Psychology Doctoral Dissertation Defense: Nathan A. Sollenberger
Monday, May 15, 2023 11am to 1pm
About this Event
Associations Between Sleep Health, Negative Reinforcement Learning,and Alcohol Use in College Students with Elevated Internalizing Symptoms
Background
Negative reinforcement has been proposed to mediate associations between sleep and alcohol use, especially among people with internalizing symptoms (depression, anxiety). Worse sleep (shorter duration, less efficiency, more irregular timing) exacerbates negative emotions, which alcohol may temporarily relieve. Not yet examined, we propose differences in how individuals learn from negative reinforcement may mediate associations between sleep and alcohol use, since sleep impacts emotion, reward response, and learning.
The current study aimed to replicate associations between sleep and alcohol use; test whether each was associated with negative reinforcement learning (NRL); and test whether NRL mediates associations between sleep health and alcohol use. If so, worse sleep may predict greater likelihood of using alcohol to relieve negative emotions, increasing risk for alcohol use disorder.
Methods
Seventy-five college students varying in internalizing symptoms (ages 18-20 years, n = 58 female) wore Fitbit smartwatches and completed daily diaries measuring sleep and substance use for ~14 days before completing two computer tasks where they learned which of two options (Left/Right) had a greater chance of negative stimulus removal.
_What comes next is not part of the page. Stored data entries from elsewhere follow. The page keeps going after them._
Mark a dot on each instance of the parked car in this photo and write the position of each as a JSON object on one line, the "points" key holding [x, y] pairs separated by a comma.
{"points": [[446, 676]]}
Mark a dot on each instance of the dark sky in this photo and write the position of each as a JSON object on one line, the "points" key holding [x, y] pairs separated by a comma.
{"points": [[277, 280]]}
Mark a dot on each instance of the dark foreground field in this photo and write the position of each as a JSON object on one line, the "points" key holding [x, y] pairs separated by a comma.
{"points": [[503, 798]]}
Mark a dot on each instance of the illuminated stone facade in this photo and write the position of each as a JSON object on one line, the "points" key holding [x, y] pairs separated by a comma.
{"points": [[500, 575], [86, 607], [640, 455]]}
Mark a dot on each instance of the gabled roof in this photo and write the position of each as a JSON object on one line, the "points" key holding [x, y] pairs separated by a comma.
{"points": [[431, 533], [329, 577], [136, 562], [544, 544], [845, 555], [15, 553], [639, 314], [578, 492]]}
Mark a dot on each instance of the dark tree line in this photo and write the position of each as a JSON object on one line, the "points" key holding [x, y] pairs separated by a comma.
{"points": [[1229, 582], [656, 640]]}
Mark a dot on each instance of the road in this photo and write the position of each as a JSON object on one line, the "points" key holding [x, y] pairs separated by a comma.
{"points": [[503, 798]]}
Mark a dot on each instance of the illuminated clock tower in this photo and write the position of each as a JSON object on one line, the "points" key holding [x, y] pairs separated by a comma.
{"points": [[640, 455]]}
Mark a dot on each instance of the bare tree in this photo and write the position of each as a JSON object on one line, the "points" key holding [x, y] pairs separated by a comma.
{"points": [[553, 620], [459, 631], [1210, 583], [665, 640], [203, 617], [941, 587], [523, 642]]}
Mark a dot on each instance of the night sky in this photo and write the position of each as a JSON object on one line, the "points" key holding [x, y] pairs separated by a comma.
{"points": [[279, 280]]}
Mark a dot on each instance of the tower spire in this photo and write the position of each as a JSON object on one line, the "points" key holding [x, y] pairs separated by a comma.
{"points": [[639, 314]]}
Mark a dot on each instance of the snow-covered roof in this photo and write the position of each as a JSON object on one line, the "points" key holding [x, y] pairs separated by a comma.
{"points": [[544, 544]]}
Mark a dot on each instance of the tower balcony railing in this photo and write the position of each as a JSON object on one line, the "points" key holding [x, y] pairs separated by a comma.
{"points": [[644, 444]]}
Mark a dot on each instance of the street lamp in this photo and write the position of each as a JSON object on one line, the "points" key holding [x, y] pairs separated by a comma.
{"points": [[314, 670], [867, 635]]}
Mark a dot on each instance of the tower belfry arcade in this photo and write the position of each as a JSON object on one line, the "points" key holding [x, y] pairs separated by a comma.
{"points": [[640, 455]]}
The three pathways comprising the proposed mediational model were separately tested via robust generalized linear models.
Results
Sleep timing variability was positively associated with alcohol use, but neither were associated with NRL. Post-hoc exploratory models examining moderation by anxiety and depression indicated positive associations between sleep timing variability and alcohol use were weaker at higher levels of anxiety severity and stronger at high levels of depression symptom severity.
Conclusions
Sleep timing variability is associated with alcohol use, unrelated to NRL. This association is weaker at high levels of anxiety and stronger at high levels of depression. Future research is needed to replicate findings, confirm causality of observed interactions, and examine sleep regularity as a target for improving alcohol-related outcomes among college students with depressive symptoms.